Sengkuni 7 HARMONY International Art Exhibition Resmi Dibuka di FBS UNESA
SURABAYA, 13 November 2025 — Fakultas Bahasa dan Seni (FBS) Universitas Negeri Surabaya kembali menghadirkan gelaran seni bertaraf internasional melalui Sengkuni 7: HARMONY International Art Exhibition, sebuah pameran yang mengusung semangat harmoni dalam keberagaman praktik seni kontemporer. Pameran ini berlangsung pada 13–17 November 2025 di Gedung Fakultas Bahasa dan Seni, Kampus 2 UNESA, Lidah Wetan, Surabaya.
Acara pembukaan pameran (ceremonial) pada Kamis (13/11) dibuka secara resmi oleh Wakil Dekan I FBS UNESA, Bapak Didik Nurhadi, S.Pd., M.Pd., Ph.D., yang dalam sambutannya menegaskan pentingnya ruang ekshibisi internasional seperti Sengkuni untuk memperkuat jejaring seni dan memperluas wawasan mahasiswa. Beliau juga mengapresiasi kerja keras panitia serta kontribusi para seniman dan kurator yang telah menghadirkan karya-karya lintas perspektif dalam satu ruang dialog.
Foto: Pembukaan PameranSengkuni 7: HARMONY International Art Exhibition
Turut hadir dalam pembukaan tersebut Koordinator Program Studi Pendidikan Seni Rupa, Fera Ratyaningrum, S.Pd., M.Pd., serta Koordinator Program Studi Seni Rupa Murni, Dra. Indah Chrysanti Angge, M.Sn. Keduanya menyampaikan dukungan penuh terhadap penyelenggaraan Sengkuni 7 sebagai ajang penting bagi mahasiswa untuk memahami lanskap seni global, sekaligus memperlihatkan karakter keilmuan seni rupa UNESA yang terus bertumbuh.
Sebagai kurator, Dimas Tri Pamungkas juga memberikan sambutan yang menyoroti konsep besar “HARMONY”—perpaduan antara “harmony” dan ragam konteks visual yang muncul dari pertemuan budaya, medium, serta metode artistik seniman peserta.
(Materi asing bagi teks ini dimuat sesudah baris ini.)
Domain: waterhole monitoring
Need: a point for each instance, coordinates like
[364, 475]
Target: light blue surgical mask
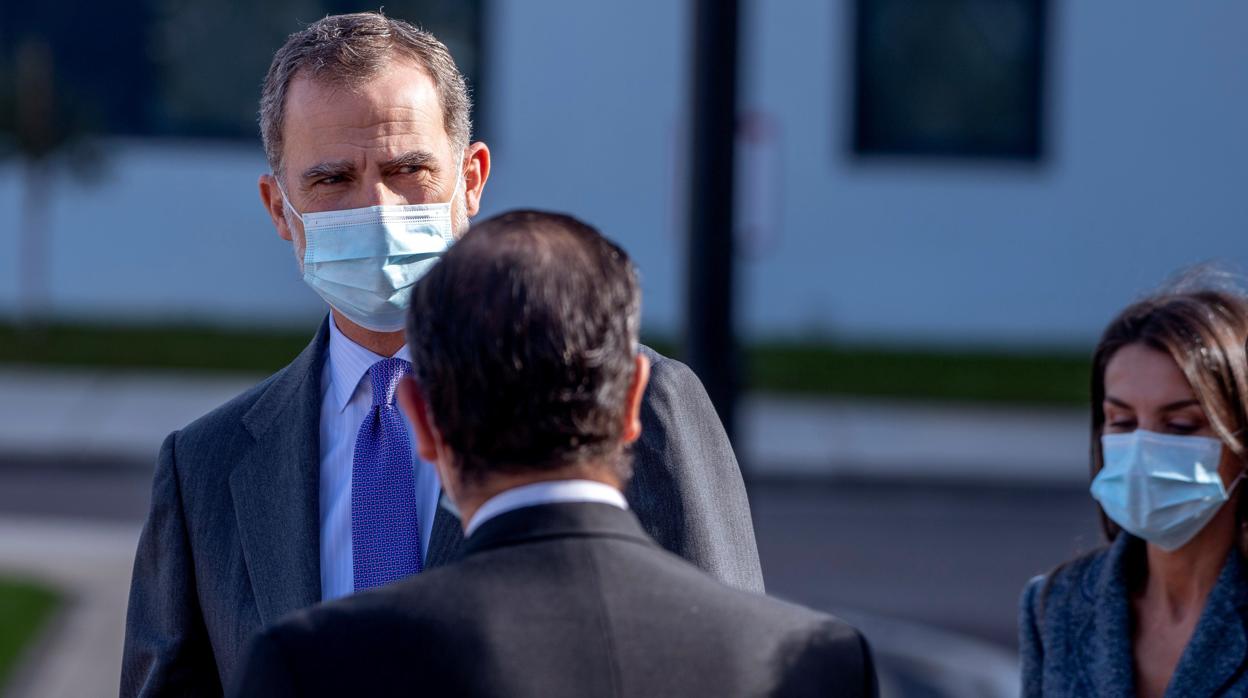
[365, 261]
[1163, 488]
Ia menjelaskan bahwa pameran ini tidak hanya menampilkan karya visual, tetapi juga menyuguhkan gagasan tentang keseimbangan, negosiasi identitas, dan ruang dialog internasional dalam praktik seni kontemporer.
Sementara itu, ketua panitia menyampaikan apresiasi dan terima kasih kepada seluruh pihak yang terlibat, mulai dari civitas akademika FBS, para seniman peserta, sponsor acara, hingga mahasiswa yang berperan aktif dalam penyelenggaraan pameran. Ia berharap Sengkuni 7 dapat menjadi ruang belajar sekaligus inspirasi kreatif bagi seluruh pengunjung.
Pameran ini dibuka untuk umum dengan tiket masuk Rp15.000 (presale) dan Rp20.000 (on the spot), serta setiap pengunjung mendapatkan e-catalog dan wristband khusus. Setelah seremoni pada pukul 15.00 WIB, galeri dibuka untuk kunjungan publik pada sesi pertama pukul 18.00–20.30 WIB. Selama masa pameran tanggal 14–17 November, galeri dapat dikunjungi setiap hari mulai pukul 13.00–20.30 WIB.
Dengan antusiasme pengunjung yang tinggi dan dukungan dari berbagai pihak, Sengkuni 7 HARMONY International Art Exhibition kembali mempertegas posisi UNESA sebagai ruang produktif bagi perkembangan seni rupa kontemporer, baik di lingkup nasional maupun internasional.